Key Specifications and Architecture
The Vera Rubin POD is a massive integrated system featuring:
- 40 racks with 1.2 quadrillion transistors and nearly 20,000 NVIDIA dies
- 1,152 NVIDIA Rubin GPUs delivering 60 exaflops of total compute
- 10 PB/s aggregate bandwidth for interconnect and storage
- Seven specialized chips across compute, networking, and storage domains
- Built on the third-generation NVIDIA MGX rack architecture
Five Specialized Rack-Scale Systems
The POD integrates five purpose-built systems working as a cohesive unit:
NVL72: Core compute engine with 72 Rubin GPUs per rack, optimized for the "four scaling laws" (pretraining, post-training, test-time scaling, agentic scaling). Delivers 4x better training performance and 10x better inference performance per watt versus Blackwell, plus 10x better inference performance/watt for mixture-of-experts workloads.
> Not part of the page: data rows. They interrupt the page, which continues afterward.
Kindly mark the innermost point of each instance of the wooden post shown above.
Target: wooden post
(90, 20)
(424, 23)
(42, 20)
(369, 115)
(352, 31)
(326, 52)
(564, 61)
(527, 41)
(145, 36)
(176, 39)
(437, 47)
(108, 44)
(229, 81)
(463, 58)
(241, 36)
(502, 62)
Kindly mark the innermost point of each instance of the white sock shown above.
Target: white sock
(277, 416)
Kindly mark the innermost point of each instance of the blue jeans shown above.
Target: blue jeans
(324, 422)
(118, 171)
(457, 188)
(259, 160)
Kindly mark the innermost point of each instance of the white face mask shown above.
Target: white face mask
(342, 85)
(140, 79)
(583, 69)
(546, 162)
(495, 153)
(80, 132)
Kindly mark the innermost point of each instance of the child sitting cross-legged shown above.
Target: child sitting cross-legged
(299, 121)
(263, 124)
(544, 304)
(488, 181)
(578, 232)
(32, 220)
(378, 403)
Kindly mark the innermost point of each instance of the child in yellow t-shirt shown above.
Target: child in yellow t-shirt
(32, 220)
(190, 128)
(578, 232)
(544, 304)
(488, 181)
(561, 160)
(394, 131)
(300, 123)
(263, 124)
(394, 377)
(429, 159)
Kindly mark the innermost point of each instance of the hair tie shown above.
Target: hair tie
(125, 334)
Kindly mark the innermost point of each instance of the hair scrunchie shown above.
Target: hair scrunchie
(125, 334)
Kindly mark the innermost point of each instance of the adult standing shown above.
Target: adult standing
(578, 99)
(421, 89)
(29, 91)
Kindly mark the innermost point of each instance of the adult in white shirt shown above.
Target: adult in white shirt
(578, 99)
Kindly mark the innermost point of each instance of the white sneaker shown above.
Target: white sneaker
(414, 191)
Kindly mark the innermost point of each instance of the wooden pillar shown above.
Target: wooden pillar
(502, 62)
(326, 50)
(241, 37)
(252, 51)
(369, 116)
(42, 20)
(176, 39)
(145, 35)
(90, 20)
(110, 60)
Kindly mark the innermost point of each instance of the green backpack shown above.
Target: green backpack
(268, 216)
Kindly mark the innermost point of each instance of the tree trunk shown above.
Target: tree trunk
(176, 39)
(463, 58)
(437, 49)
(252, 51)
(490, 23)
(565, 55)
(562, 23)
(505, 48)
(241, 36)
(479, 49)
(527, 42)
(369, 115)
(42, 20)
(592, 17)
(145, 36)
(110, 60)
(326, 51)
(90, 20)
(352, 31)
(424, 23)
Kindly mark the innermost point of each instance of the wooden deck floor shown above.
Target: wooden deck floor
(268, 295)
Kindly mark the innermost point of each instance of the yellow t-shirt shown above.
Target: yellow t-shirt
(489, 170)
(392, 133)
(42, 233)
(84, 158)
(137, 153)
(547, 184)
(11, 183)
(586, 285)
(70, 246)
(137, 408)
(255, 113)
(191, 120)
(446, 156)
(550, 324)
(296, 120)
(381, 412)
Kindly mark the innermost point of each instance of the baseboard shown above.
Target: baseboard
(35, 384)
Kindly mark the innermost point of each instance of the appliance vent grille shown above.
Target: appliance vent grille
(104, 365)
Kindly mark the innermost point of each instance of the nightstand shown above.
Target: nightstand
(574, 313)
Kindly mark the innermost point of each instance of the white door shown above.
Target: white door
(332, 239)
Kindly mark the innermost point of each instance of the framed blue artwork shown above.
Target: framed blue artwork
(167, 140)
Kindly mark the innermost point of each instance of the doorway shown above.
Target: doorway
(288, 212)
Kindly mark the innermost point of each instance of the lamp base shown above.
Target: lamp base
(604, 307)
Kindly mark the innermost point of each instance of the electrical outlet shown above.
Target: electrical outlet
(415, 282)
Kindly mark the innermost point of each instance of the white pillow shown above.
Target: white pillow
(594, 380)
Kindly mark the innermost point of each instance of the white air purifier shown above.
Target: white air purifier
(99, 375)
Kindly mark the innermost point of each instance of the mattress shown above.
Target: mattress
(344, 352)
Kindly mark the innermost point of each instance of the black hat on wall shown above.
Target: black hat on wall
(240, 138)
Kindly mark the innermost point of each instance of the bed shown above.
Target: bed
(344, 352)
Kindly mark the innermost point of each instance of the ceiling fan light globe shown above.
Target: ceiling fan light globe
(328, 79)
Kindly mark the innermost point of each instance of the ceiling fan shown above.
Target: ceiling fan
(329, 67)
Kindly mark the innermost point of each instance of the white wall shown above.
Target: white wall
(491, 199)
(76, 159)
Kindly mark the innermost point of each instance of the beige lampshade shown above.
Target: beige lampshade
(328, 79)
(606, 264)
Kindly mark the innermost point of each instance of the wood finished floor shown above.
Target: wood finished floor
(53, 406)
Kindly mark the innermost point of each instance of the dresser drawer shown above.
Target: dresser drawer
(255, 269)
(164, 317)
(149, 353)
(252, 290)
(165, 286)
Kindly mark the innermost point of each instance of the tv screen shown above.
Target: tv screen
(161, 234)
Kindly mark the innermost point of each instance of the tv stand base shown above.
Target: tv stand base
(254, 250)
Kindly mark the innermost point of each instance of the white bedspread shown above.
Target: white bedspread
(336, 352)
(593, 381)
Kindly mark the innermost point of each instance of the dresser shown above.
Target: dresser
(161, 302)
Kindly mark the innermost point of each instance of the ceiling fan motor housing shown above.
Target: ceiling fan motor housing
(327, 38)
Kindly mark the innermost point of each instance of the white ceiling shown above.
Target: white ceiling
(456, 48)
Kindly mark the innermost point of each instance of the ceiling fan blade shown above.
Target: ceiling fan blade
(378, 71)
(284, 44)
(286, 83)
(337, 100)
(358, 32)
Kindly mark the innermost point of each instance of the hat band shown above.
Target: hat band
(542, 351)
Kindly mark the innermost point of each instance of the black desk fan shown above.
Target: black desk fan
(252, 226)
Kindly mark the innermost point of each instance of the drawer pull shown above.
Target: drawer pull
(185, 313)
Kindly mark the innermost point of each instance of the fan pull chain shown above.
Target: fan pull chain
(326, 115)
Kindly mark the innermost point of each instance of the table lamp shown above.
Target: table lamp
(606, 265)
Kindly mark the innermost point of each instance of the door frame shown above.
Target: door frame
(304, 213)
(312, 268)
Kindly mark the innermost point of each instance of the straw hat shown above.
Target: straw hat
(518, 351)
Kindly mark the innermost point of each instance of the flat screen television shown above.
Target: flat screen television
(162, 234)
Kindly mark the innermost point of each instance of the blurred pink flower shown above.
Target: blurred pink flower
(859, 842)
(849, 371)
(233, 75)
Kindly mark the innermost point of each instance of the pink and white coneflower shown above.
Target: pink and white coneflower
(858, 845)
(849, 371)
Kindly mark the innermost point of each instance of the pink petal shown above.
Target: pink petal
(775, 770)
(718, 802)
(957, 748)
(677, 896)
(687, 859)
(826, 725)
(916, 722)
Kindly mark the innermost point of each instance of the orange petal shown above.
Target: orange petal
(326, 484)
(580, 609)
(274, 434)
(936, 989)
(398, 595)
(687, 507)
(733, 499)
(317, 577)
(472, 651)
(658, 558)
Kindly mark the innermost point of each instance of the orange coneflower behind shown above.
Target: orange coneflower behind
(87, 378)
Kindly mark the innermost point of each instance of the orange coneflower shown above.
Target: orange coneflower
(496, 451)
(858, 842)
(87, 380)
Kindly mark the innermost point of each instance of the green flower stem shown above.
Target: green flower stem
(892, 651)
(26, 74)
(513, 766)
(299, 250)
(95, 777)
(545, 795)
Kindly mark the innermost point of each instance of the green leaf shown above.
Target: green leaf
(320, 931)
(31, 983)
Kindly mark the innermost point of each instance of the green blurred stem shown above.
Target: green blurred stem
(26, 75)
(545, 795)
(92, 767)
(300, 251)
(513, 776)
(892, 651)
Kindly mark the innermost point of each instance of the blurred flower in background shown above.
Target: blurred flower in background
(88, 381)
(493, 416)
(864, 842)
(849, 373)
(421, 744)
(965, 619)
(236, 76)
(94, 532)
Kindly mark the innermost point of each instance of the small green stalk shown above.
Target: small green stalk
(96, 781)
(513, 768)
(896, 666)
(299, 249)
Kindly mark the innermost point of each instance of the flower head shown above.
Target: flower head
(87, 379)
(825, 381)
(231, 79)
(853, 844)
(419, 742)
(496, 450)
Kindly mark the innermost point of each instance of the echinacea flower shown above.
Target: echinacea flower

Groq 3 LPX: Low-latency inference engine with 256 LPUs per rack, designed for real-time agent decision-making and tool invocation.
Vera CPU: Dense CPU sandbox with 256 CPUs per rack for large-scale reinforcement learning, code execution environments, and agent validation.
BlueField-4 STX: AI-native storage system with CMX technology for KV cache management and massive context memory support.
Spectrum-6 SPX: Silicon photonics-based networking for low-latency, resilient connectivity between rack systems.
Purpose-Built for Agentic AI
This platform addresses the emerging paradigm where AI agents interact with each other in continuous loops, requiring:
- Massive KV cache management for long-context reasoning
- Low-latency inference for real-time decision-making
- Dense CPU resources for sandboxed execution and validation
- Mixture-of-experts routing for specialized sub-models
- Reinforcement learning infrastructure for agent refinement
Deployment and Ecosystem
The Vera Rubin POD leverages NVIDIA's open MGX standard with over 80 global partners in the supply chain. All rack systems share compatible power, cooling, and mechanical envelopes, enabling rapid deployment and integration. The platform targets energy-efficient data center operations for the next generation of AI workloads dominated by agent-to-agent interactions rather than human-to-AI interactions.